For successful refactoring there is one crucial thing we absolutely must have: Tests. Automated unit tests are the only guarantee we have that we haven’t broken the input/output behavior before refactoring. If you haven’t go back ad read my post on the matter. Then start writing them. Next thing you need is a code module. Those are views, UDFs and stored procedures. By having direct table access we can kiss fast and sweet refactoring good bye. One more point to have a database abstraction layer. And no, ORM’s don’t fall into that category.

But also know that refactoring is NOT adding new functionality to your code. Many have fallen into this trap. Don’t be one of them and resist the lure of the dark side. And it’s a strong lure. We developers in general love to add new stuff to our code, but hate fixing our own mistakes or changing existing code for no apparent reason. To be a good refactorer one needs discipline and focus.

Now we know that refactoring is all about changing inner workings of existing code. This can be due to performance optimizations, changing internal code workflows or some other reason. This is a typical black box scenario to the outside world. If we upgrade the car engine it still has to drive on the road (preferably faster) and not fly (no matter how cool that would be). Also be aware that white box tests will break when we refactor.

What to refactor in a database

Refactoring databases doesn’t happen that often but when it does it can include a lot of stuff. Let us look at a few common cases.

Adding or removing database schema objects

Adding, removing or changing table columns in any way, adding constraints, keys, etc… All of these can be counted as internal changes not visible to the data consumer. But each of these carries a potential input/output behavior change. Dropping a column can result in views not working anymore or stored procedure logic crashing. Adding a unique constraint shows duplicated data that shouldn’t exist. Foreign keys break a truncate table command executed from an application that runs once a month. All these scenarios are very real and can happen. With the proper database abstraction layer fully covered with black box tests we can make sure something like that does not happen (hopefully at all).

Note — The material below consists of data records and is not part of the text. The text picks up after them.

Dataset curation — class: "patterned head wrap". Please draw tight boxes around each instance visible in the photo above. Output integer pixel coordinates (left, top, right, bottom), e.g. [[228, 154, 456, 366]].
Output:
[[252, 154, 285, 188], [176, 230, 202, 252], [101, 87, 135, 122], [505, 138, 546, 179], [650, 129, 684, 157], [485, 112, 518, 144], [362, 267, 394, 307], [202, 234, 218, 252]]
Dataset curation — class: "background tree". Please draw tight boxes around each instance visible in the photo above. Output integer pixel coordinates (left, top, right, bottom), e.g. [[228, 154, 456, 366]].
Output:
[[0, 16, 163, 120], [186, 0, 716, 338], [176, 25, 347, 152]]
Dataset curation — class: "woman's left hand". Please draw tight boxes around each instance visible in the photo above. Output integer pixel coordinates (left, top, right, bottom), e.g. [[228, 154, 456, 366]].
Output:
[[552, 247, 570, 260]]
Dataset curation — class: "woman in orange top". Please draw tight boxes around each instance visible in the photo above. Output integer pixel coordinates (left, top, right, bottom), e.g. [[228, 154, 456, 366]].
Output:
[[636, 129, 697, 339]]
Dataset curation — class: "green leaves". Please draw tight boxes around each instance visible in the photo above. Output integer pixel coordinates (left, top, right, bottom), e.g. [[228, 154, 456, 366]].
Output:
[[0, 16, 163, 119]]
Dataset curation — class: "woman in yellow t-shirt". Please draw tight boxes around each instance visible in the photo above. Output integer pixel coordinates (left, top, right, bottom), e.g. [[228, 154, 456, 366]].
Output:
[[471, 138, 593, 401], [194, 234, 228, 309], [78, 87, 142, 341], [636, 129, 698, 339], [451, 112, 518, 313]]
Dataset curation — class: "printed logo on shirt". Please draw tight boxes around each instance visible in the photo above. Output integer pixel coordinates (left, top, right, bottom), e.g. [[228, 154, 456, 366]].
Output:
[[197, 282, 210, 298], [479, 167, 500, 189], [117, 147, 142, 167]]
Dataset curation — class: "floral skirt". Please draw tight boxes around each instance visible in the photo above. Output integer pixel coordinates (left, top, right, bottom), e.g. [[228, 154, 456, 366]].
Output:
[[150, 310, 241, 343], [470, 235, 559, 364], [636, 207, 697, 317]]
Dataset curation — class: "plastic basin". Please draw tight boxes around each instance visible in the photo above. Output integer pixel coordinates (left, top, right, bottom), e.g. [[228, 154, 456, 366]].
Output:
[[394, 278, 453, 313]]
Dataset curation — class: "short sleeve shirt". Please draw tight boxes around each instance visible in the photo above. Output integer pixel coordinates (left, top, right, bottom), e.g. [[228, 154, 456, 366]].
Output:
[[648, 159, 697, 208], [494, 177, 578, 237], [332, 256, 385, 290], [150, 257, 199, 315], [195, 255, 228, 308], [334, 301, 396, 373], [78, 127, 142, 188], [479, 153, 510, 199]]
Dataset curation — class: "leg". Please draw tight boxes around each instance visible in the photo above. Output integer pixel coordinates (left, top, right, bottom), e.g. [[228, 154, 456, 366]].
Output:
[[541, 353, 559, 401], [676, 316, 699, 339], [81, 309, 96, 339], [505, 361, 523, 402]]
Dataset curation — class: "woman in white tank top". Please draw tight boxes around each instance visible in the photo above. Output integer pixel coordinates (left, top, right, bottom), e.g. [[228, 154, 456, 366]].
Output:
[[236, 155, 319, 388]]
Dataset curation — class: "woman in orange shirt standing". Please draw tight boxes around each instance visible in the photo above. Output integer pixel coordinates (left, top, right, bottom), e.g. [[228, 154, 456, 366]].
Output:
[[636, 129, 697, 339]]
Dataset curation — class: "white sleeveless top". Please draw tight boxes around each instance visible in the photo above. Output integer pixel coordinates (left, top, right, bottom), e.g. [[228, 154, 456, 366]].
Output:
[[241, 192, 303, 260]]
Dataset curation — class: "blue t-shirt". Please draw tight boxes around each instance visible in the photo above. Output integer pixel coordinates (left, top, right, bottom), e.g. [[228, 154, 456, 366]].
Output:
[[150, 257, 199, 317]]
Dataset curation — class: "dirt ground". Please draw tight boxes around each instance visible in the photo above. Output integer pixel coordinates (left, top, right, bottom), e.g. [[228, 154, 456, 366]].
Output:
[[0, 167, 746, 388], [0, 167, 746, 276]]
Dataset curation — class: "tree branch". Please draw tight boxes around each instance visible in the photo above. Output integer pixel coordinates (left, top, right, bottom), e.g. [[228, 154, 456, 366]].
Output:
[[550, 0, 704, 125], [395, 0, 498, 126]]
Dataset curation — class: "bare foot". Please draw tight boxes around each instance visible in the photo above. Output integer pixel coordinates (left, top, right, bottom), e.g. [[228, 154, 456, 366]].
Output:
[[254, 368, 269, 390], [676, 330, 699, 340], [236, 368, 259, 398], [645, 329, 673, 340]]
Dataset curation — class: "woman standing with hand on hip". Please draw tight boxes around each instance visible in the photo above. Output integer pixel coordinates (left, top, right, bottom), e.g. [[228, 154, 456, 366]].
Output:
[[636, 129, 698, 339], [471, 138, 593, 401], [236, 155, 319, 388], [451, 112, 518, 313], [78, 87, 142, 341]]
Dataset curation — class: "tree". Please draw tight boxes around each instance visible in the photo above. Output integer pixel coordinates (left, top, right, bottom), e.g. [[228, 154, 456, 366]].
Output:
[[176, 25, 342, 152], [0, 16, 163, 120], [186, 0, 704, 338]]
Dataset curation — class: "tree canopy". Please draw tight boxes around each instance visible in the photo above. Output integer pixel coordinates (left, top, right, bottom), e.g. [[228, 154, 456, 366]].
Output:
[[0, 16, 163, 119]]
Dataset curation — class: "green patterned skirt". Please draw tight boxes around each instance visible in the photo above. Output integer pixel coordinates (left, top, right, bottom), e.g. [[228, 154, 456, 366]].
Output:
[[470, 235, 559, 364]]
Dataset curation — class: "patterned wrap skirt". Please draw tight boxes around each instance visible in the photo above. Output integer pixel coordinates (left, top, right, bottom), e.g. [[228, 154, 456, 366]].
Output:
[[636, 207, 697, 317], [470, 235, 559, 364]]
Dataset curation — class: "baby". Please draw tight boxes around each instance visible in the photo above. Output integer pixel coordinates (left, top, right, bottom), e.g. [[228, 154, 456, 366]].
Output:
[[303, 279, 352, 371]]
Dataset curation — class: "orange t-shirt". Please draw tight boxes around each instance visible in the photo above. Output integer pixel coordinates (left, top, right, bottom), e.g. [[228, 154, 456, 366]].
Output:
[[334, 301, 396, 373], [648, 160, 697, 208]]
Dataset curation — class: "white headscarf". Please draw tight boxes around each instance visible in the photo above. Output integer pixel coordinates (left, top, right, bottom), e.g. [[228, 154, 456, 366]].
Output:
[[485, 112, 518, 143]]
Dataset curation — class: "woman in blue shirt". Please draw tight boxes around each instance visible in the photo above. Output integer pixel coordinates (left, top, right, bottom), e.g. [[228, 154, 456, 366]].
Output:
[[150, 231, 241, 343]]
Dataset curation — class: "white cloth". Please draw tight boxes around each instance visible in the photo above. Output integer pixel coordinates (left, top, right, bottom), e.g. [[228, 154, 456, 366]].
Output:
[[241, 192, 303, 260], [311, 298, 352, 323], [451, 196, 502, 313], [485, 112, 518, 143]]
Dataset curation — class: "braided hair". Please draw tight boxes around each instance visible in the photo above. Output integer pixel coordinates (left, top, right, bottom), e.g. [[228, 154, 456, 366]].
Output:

Changing physical structures

Physical structures include heaps, indexes and partitions. We can pretty much add or remove those without changing the data returned by the database. But the performance can be affected. So here we use our performance tests. We do have them, right? Just by adding a single index we can achieve orders of magnitude performance improvement. Won’t that make users happy? But what if that index causes our write operations to crawl to a stop. again we have to test this. There are a lot of things to think about and have tests for. Without tests we can’t do successful refactoring!

Fixing bad code

We all have some bad code in our systems. We usually refer to that code as code smell as they violate good coding practices. Examples of such code smells are SQL injection, use of SELECT *, scalar UDFs or cursors, etc… Each of those is huge code smell and can result in major code changes. Take SELECT * from example. If we remove a column from a table the client using that SELECT * statement won’t have a clue about that until it runs. Then it will gracefully crash and burn. Not to mention the widely unknown SELECT * view refresh problem that Tomas LaRock (@SQLRockstar on Twitter) and Colin Stasiuk (@BenchmarkIT on Twitter) talk about in detail. Go read about it, it’s informative.

Refactoring this includes replacing the * with column names and most likely change to application using the database.

Breaking apart huge stored procedures

Have you ever seen seen a stored procedure that was 2000 lines long? I have. It’s not pretty. It hurts the eyes and sucks the will to live the next 10 minutes. They are a maintenance nightmare and turn into things no one dares to touch. I’m willing to bet that 100% of time they don’t have a single test on them.

Large stored procedures (and functions) are a clear sign that they contain business logic. General opinion on good database coding practices says that business logic has no business in the database. That’s the applications part. Refactoring such behemoths requires writing lots of edge case tests for the stored procedure input/output behavior and then start to refactor it. First we split the logic inside into smaller parts like new stored procedures and UDFs. Those then get called from the master stored procedure. Once we’ve successfully modularized the database code it’s best to transfer that logic into the applications consuming it. This only leaves the stored procedure with common data manipulation logic. Of course this isn’t always possible so having a plethora of performance and behavior unit tests is absolutely necessary to confirm we’ve actually improved the codebase in some way.

Refactoring is not a popular chore amongst developers or managers. The former don’t like fixing old code, the latter can’t see the financial benefit. Remember how we talked about being lousy at estimating future costs in the previous post? But there comes a time when it must be done. Hopefully I’ve given you some ideas how to get started. In the last post of the series we’ll take a look at the tools to use and an example of testing and refactoring.